異業界から飛び込み、栽培と醸造の両面でドメーヌを改革
ギョーム・ラヴォレ氏が妻のオードさんとともに4代目を担う「ジェノ・ブーランジェール」は、オードさんの高祖父が「その地に何かを残すものを作りたい」という夢を抱き、1974年に設立したドメーヌだ。南はメルキュレから北はシャンボール・ミュジニイまで、11の村で栽培したブドウからワインを造っている。
ドメーヌの拡大に尽力した1~3代目がのこした全22ヘクタールの畑を礎に、ギョーム・ラヴォレ氏はドメーヌの大改革に着手した。ラヴォレ氏はもともとオーディオ機器などを扱う大手企業に勤務しており、ワイン造りの経験はゼロだった。醸造学校で学んだ後、4代目としてドメーヌに参画した。
「未経験だったからこそ先入観なくワイン業界に飛び込むことができた」と語るラヴォレ氏は、大きく二つの改革を行った。一つは、畑のすべてをビオディナミ(*1)に転換したこと。自然と土壌を尊重する道を選び、2018年にはすべての畑で「AB認証」(*2)を取得した。もう一つの改革は、ワインの造り方、スタイルを変えたことだ。ラヴォレ氏がドメーヌを引き継いだ08年はすべてのブドウをネゴシアンに販売していた。栽培は収量を重視したもので、質は決して良いとは言えなかったという。
*1 ルドルフ・シュタイナーが提唱した有機栽培農法の一種
*2フランス農務省による認証のマーク。「Agriculture Biologique」の略。最低3年間は有機農法実施していること、オーガニック材料を95パーセント以上含むことなど厳しい基準を設け、1年ごとの抜き打ち検査も行われる
現在は区画ごとに管理したブドウを使用し、白15種、赤15種のワインを造っている。テロワールを忠実に表現したいという思いから、すべて同じ造り方で醸している。
白ワインは、多くのオリを得るために収穫後のブドウをハードプレスする。オリや同時に抽出されるポリフェノールに接触させながらワインを熟成させることでワイン自体が酸化に強くなるため、酸化防止剤は使用しない。
忘れ去られた赤の名産地メルキュレをもう一度
ラヴォレ氏が赤ワインの産地として注目しているのがメルキュレだ。3年前、コート・ド・ニュイとコート・ド・ボーヌのワインを飲んだ後、彼の友人が1本のワインをブラインド・テイスティングでラヴォレ氏に差し出した。ラヴォレ氏は「1980年代初めのコート・ド・ニュイだ」と答えたところ、何と1945年のメルキュレだった。その時、メルキュレのポテンシャルの高さに気付いたという。
その後、メルキュレのワインをいくつか比較試飲するとクオリティーにばらつきがあった。調べてみると、質の高いワインは最近植えられたクローンで、質の低いものは1974年に植樹されたクローンだったそうだ。

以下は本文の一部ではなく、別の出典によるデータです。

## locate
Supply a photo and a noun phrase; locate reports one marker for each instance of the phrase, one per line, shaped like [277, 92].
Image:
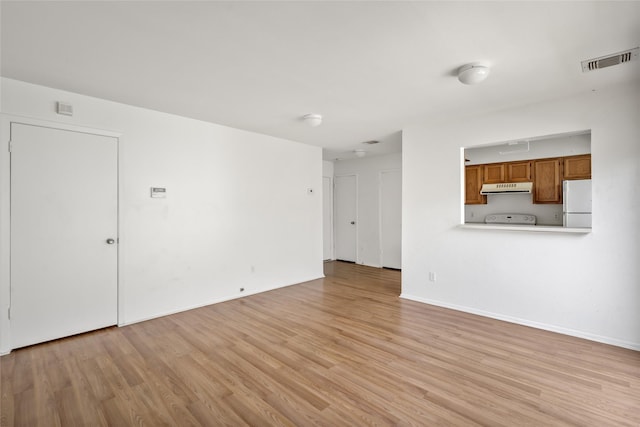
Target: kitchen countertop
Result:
[515, 227]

「フィロキセラ禍以前の文献では、現代ブルゴーニュの中心的な産地と肩を並べる存在としてメルキュレが語られています。1970年ごろイギリスを中心に高まった需要に応えるべく、高収量、低品質のクローンが植樹され、それが今も残ってしまっているのです」
メルキュレのポテンシャルを反映するべく、ラヴォレ氏は新しいクローンに植え替えることにした。
ジェノ・ブーランジェールのワインはフランス国内での消費が生産量の半分を占め、アジア人で初めてフランスで3ツ星を獲得した日本人シェフ、小林圭氏も愛用しているそうだ。パリ8区のグランメゾン「アラン・デュカス」にもラインナップされており、同ドメーヌの赤ワインと魚料理がペアリングされているという。
キーワードは“フレッシュ”なワイン
プレスランチでは3種の白ワインと2種の赤ワインが供された。『ボーヌ プルミエ・クリュ レ・グレーヴ 2020年』は野イチゴの香りにスパイスや土の印象が重なり、シャープな酸を感じる。アフターにはチャーミングで心地いい余韻が長く続く。
「魚料理には赤ワインを合わせたほうが、味わいが柔らかく広がる」と言うラヴォレ氏にならって、「スズキと葡萄の葉のパイ包み焼き」に合わせると、ワインのしなやかさと、身のふわっとした魚のテクスチャーがマッチした。
「どんなヴィンテージでもフレッシュさを残したい」「パワーではなくフレッシュさが大切」と、“フレッシュ”というキーワードを大切にするラヴォレ氏は、パワフルなワインが多かったフランスでエレガントなワインを生み出すことで、フランス国内でも大きく成功した。
先代が描いた「その地に何かを残したい」という夢を確実に叶えながら突き進むラヴォレ氏の新たな挑戦から目が離せない。